Single amino acid substitution (G456A) in the vicinity of the GTP binding domain of human housekeeping glutamate dehydrogenase markedly attenuates GTP inhibition and abolishes the cooperative behavior of the enzyme.

Human glutamate dehydrogenase (GDH) exists in two isoforms encoded by the GLUD1 and GLUD2 genes, respectively. Although the two enzymes share in their mature form all but 15 of their 505 amino acids, they differ markedly in their allosteric regulation. To identify the structural basis for these allosteric characteristics, we performed site-directed mutagenesis on the human GLUD1 gene at sites that differ from the GLUD2 gene using a cloned GLUD1 cDNA. Results showed that substitution of Ala for Gly-456, but not substitution of His for Arg-470 or Ser for Asn-498, renders the enzyme markedly resistant to GTP inhibition (IC(50) = 2.80 microm) as compared with the wild type GLUD1-derived GDH (IC(50) = 0.19 microm).
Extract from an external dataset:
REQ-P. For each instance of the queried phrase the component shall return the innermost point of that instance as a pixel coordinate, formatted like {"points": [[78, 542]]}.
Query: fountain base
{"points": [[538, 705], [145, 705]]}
The G456A mutation abolished the cooperative behavior of the enzyme, as revealed by the GTP inhibitory curves. The catalytic and kinetic properties of the G456A mutant and its activation by ADP were comparable with those of the wild type GDH. Gly-456 lies in a very tightly packed region of the GDH molecule, and its replacement by Ala may lead to steric clashes with neighboring amino acids. These, in turn, may affect the conformational state of the protein that is essential for the allosteric regulation of the enzyme by GTP.